PARIS (Reuters) – France toughened its laws, President Emanuel Macron said in a series of tweets on Saturday, after the publication of a book by a top French political commentator accused of humiliating his stepson across the country Planted.

Macron said on his Twitter account that France needed to adapt its laws to better protect children from sexual violence and asked the justice minister to preside over a consultation aimed at making legislative proposals.

“We’ll go after the attackers,” Macron said.

Macron said France had already raised the hunting threshold to 30 years, which is counted by the legal age of the majority of the victim, and tightened control over people working with children, but added That there is a greater need to do so.

He said that as part of the current routine medical examinations for children, France would initiate sessions in primary and secondary schools to give children a chance to talk about the issue.
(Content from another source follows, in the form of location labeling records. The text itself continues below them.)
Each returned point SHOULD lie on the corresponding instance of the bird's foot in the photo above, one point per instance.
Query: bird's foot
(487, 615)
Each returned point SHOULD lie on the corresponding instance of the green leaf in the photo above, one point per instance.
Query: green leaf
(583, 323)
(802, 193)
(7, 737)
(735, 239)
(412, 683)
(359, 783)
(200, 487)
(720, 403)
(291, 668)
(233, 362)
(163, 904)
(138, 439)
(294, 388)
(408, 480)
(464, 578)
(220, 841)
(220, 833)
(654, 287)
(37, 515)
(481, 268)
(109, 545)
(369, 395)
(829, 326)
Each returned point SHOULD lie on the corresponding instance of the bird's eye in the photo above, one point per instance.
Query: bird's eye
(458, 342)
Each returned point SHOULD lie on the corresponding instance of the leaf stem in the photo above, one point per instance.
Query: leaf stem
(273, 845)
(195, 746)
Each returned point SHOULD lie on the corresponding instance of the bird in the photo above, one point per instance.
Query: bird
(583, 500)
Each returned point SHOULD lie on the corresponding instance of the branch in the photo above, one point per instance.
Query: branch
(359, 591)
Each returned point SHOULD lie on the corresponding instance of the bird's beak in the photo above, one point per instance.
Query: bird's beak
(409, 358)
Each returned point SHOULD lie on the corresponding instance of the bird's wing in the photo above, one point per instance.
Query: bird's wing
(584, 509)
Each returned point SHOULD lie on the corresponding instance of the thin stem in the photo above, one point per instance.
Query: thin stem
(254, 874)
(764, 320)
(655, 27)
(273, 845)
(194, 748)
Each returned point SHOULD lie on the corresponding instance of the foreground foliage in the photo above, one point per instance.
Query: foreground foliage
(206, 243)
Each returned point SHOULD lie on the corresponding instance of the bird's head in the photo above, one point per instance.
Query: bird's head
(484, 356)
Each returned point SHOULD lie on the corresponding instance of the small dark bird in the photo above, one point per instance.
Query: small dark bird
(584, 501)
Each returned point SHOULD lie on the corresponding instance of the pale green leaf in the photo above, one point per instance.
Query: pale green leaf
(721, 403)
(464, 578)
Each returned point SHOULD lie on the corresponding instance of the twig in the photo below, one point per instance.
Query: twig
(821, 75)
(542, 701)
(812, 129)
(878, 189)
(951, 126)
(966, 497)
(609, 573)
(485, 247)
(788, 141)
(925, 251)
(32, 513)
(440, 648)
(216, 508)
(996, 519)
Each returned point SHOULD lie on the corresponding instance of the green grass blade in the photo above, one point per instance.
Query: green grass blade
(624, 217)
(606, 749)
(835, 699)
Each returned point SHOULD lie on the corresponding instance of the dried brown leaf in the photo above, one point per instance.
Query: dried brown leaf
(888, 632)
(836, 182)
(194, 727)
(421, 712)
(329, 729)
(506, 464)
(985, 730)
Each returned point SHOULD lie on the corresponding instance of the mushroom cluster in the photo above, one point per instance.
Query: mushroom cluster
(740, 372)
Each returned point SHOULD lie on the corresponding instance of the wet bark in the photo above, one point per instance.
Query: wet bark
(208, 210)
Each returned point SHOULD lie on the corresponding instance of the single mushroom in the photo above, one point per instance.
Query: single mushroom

He also said that better psychological help will be provided to the victims of incest and it will be reimbursed by Social Security.

In recent weeks, hundreds of people have resorted to social media to express their anguish after the publication of the book, accusing French professor and constitutional expert Olivier Duhamel of mistreating his step-son.

The book was written by Duhaml’s stepdaughter Camille Koechner, the former foreign minister’s daughter and founder of the NGO Medecine Sense Frontières, Bernard Kouner.

Duhamel resigned from overseeing his post earlier this month, one of France’s top universities, following the publication of the book.

On January 4, he said on Twitter, “In order to be the object of personal attacks and to protect the institutions in which I work, I have ended my actions.”

Neither Duhamel nor his lawyer commented on allegations of dating back to the 1980s.

Higher Education Minister Frederick Vidal has ordered an inspection at Science Po to determine responsibilities and possible failures.